Julian Assange's future just got a little less certain.
On Thursday, CNN reported — citing "officials familiar with the matter" — that U.S. authorities have prepared charges to seek the arrest of the WikiLeaks founder.
The charges, and the full status of the case, are currently unclear, but the news doesn't sound promising for Assange.
A Justice Department investigation into Assange and WikiLeaks dates back several years, to at least 2010, when the site published diplomatic cables and military documents obtained by Chelsea Manning.
Under Obama, the Justice Department did not charge WikiLeaks, on the basis that it would be akin to prosecuting a news organization for publishing classified information. It also wrestled with interpretations of the First Amendment and the fact that other newspapers including the New York Times published material.

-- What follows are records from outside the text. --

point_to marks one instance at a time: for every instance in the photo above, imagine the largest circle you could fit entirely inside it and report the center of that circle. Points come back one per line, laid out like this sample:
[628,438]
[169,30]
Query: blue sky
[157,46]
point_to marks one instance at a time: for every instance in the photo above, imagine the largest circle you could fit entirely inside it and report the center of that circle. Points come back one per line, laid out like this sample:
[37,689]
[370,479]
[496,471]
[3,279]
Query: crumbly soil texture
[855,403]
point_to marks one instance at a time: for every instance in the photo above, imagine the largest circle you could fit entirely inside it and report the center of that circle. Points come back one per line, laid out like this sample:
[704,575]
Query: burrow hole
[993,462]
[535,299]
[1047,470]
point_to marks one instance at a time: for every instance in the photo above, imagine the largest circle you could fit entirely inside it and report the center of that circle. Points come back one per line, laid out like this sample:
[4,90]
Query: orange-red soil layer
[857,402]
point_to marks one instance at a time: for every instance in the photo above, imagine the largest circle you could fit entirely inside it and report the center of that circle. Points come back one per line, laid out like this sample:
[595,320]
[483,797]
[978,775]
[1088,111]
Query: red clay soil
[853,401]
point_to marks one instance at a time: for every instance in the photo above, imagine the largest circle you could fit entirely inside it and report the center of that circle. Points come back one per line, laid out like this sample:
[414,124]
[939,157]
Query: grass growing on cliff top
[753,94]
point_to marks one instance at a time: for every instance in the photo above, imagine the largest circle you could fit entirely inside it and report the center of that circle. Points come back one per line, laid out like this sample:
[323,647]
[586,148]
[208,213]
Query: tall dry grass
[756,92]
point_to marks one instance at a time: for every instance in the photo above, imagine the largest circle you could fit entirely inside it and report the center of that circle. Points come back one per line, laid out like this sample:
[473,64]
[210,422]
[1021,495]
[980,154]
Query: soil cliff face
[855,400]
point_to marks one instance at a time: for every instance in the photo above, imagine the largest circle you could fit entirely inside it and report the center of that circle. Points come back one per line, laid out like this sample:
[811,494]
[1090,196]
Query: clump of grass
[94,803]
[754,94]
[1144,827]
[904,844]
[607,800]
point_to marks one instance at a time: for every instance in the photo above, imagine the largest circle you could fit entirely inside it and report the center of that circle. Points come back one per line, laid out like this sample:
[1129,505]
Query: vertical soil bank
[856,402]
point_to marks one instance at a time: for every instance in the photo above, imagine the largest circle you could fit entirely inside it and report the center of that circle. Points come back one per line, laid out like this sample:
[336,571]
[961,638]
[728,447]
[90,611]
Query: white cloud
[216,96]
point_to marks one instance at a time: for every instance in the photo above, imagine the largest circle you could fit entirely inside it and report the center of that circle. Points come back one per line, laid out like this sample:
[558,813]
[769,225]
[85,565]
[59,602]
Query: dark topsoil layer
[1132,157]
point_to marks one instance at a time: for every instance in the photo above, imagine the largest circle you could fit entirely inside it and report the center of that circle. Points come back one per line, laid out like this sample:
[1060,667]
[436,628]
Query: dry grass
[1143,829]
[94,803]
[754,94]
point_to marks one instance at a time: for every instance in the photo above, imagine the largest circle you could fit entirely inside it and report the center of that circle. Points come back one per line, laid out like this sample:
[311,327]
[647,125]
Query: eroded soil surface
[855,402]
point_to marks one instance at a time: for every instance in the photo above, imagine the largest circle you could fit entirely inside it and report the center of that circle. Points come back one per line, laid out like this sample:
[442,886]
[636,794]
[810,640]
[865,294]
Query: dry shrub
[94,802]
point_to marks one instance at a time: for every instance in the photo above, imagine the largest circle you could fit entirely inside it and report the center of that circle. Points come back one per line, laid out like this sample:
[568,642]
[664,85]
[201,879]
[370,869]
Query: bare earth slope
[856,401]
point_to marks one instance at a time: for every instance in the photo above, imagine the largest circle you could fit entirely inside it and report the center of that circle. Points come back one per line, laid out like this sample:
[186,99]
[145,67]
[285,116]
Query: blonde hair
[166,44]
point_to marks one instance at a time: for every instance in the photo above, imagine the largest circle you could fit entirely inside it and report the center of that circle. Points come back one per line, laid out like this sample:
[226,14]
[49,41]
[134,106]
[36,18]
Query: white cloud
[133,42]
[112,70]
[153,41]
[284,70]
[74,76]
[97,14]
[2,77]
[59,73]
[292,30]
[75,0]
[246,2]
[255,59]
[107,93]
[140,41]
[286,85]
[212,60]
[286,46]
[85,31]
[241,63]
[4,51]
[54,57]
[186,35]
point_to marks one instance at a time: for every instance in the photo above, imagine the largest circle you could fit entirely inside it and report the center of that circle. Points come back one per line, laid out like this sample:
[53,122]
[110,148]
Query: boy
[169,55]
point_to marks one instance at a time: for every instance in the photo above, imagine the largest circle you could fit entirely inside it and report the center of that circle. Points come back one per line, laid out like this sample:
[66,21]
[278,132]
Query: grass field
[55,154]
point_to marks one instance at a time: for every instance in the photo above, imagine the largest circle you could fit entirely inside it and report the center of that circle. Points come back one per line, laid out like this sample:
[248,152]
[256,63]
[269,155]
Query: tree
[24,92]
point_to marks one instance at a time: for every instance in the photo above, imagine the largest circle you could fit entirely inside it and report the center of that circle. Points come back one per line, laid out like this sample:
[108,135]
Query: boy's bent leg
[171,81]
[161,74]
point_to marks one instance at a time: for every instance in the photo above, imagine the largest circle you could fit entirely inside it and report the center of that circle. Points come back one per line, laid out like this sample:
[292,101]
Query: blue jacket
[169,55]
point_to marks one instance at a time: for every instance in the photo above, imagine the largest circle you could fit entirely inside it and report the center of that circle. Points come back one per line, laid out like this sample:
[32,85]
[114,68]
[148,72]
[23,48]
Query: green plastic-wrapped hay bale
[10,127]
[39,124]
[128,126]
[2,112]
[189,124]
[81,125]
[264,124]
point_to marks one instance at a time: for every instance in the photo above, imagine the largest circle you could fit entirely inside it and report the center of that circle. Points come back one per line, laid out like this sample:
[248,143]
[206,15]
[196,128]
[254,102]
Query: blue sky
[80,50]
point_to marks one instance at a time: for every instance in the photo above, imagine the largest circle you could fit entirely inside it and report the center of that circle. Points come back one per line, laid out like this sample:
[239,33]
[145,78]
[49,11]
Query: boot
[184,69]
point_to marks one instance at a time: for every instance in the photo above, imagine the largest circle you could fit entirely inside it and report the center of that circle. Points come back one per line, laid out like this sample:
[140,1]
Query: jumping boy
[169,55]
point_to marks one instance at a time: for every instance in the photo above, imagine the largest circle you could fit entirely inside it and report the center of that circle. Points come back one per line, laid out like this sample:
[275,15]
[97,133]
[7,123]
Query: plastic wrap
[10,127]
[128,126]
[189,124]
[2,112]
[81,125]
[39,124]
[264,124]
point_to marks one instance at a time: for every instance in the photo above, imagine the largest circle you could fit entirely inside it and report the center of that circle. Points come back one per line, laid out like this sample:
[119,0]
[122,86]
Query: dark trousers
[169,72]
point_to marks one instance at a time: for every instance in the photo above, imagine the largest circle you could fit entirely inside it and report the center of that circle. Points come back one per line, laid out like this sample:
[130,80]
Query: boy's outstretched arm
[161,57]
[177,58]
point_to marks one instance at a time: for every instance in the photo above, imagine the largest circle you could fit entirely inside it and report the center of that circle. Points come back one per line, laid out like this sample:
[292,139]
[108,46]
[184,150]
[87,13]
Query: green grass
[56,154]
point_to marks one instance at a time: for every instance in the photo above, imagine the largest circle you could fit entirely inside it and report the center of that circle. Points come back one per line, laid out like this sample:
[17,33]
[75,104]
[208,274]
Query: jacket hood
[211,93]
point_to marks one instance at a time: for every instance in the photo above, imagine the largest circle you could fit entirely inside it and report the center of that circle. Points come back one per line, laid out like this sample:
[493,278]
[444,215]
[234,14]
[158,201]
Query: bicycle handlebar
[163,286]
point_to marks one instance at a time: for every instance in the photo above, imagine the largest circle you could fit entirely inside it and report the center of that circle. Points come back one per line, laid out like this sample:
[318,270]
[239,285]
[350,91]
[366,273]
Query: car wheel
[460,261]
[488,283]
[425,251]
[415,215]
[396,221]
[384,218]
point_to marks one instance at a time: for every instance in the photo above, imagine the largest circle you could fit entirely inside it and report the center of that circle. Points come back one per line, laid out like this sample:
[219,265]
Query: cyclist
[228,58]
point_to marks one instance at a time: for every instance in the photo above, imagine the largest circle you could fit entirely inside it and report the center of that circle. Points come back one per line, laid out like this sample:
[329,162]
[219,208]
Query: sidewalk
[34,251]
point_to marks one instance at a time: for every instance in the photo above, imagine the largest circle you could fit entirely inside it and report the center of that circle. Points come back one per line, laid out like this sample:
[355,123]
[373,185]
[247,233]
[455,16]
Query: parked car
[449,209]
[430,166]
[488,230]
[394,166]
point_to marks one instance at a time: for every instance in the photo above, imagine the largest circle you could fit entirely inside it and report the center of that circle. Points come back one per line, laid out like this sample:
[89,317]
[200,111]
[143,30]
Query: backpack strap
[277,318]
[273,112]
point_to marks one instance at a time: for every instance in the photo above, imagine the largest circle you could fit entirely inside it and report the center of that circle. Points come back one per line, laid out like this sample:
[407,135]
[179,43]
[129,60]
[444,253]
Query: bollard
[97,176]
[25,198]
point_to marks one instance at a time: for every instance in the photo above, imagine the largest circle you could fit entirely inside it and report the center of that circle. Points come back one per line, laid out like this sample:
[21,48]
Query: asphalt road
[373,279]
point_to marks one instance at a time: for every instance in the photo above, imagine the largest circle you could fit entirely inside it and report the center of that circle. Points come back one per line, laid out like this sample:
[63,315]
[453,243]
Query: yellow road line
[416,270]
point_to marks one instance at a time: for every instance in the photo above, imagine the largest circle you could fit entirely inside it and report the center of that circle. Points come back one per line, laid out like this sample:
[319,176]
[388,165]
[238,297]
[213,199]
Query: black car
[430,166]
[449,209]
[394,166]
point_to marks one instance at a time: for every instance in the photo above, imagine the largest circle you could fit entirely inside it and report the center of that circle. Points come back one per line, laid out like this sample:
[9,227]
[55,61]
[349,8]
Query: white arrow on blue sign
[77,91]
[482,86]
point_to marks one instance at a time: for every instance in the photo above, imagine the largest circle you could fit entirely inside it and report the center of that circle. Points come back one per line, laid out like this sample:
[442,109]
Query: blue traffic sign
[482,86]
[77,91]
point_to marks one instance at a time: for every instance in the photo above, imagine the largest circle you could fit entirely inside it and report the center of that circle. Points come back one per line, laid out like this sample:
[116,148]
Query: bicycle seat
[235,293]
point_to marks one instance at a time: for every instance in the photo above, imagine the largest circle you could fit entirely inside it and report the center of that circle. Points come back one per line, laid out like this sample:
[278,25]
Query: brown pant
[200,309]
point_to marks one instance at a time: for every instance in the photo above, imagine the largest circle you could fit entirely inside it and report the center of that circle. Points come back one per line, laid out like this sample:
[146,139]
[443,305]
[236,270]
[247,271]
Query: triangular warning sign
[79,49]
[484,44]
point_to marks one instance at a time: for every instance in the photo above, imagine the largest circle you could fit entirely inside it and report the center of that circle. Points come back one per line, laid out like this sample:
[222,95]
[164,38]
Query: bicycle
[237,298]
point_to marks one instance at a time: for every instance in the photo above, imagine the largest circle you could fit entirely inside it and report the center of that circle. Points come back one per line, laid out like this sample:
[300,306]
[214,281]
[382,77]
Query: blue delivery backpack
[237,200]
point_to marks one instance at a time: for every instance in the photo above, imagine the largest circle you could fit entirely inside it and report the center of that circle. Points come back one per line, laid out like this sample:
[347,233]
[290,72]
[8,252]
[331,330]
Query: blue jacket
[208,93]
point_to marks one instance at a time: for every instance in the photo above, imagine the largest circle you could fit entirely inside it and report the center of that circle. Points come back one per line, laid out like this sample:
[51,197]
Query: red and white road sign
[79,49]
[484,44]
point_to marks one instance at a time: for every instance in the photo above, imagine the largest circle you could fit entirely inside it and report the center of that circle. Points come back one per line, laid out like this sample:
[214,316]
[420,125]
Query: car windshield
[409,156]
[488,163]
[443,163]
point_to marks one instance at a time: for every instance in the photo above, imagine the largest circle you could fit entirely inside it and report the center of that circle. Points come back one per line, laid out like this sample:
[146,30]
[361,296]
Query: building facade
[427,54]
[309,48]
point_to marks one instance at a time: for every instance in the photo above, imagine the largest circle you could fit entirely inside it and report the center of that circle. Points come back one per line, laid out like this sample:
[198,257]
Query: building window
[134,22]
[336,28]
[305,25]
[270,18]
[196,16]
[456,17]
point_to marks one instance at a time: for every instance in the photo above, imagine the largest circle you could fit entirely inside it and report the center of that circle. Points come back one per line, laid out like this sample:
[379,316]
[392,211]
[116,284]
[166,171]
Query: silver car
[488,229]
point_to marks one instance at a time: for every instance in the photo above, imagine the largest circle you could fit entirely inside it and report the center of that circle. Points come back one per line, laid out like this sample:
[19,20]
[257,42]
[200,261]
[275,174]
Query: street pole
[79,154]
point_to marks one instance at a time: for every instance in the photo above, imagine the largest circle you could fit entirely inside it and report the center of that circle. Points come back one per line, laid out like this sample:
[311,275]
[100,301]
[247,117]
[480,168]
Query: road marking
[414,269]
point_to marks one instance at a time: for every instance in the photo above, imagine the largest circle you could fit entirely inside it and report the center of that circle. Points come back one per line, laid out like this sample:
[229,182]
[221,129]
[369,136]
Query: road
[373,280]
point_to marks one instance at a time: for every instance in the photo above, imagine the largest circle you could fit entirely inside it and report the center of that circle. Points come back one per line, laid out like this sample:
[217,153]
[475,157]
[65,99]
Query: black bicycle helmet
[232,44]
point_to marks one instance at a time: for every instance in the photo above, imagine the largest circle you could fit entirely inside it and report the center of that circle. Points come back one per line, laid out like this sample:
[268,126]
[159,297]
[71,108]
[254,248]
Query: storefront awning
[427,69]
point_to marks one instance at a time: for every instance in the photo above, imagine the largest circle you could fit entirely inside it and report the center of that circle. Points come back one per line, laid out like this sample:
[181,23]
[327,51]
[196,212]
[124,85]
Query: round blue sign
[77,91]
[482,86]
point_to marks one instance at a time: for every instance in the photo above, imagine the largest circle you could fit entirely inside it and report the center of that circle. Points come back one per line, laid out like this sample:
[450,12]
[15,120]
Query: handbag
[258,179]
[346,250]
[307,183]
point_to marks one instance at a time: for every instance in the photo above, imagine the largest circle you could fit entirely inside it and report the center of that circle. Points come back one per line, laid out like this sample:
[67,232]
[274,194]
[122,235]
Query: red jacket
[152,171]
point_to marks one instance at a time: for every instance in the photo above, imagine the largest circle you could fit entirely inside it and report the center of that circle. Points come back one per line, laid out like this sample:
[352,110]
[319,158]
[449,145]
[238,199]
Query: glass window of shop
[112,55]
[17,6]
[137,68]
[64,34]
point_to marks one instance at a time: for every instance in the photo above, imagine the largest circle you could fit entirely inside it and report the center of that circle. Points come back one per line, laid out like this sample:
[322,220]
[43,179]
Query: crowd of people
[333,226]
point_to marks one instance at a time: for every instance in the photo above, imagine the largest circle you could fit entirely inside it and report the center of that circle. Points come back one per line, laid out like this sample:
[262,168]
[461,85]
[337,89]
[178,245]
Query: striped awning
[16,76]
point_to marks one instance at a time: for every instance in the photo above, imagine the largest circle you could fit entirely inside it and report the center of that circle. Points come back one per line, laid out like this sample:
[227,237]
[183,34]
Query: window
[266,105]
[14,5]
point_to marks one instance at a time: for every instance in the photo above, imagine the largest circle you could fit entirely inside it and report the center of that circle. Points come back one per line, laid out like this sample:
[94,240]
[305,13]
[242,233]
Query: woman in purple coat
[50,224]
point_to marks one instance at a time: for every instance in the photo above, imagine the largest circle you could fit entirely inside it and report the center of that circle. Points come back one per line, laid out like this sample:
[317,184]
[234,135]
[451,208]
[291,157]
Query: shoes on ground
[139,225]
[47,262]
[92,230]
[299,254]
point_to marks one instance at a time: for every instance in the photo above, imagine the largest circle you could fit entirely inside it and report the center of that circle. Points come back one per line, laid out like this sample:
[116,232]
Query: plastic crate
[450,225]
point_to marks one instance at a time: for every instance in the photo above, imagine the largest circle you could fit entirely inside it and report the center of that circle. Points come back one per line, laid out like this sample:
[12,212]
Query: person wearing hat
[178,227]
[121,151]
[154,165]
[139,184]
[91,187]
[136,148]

In Trump's department, however, the case — which was never formally closed — has been reexamined. A memo drafted by prosecutors includes possible charges of conspiracy, theft of government property, and violating the Espionage Act, the Washington Post reports. Attorney General Jeff Sessions also said Thursday that Assange's arrest was a "priority."
WikiLeaks responded to the news in a tweet, asking supporters to contribute financially to his defense.
— WikiLeaks (@wikileaks) April 20, 2017
It's unclear if prosecutors are looking at WikiLeaks' role in publishing DNC emails or those of Clinton campaign chairman John Podesta, both of which are believed to have been hacked by the Russian government.
In January, Obama cleared the way for Chelsea Manning's release from prison — due to be effective May 17, 2017. The news came just a few days after WikiLeaks promised that Assange would agree to U.S. extradition if such clemency was granted. That tweet, which Assange might now be regretting, is still up. However, Assange — who's still living at the Ecuadorian embassy in London with his cat — quickly backpedalled from the claims.
If Obama grants Manning clemency Assange will agree to US extradition despite clear unconstitutionality of DoJ case https://t.co/MZU30SlfGK
— WikiLeaks (@wikileaks) January 12, 2017
More recently, WikiLeaks unleashed a new document dump aimed at exposing the CIA's hacking techniques. It claimed the CIA could access encrypted messages on WhatsApp and Signal and even hack into your car (but not your microwave).
Last week, CIA director Mike Pompeo said that WikiLeaks "directed Chelsea Manning to intercept specific secret information, and it overwhelmingly focuses on the United States." He called it a "non-state hostile intelligence service."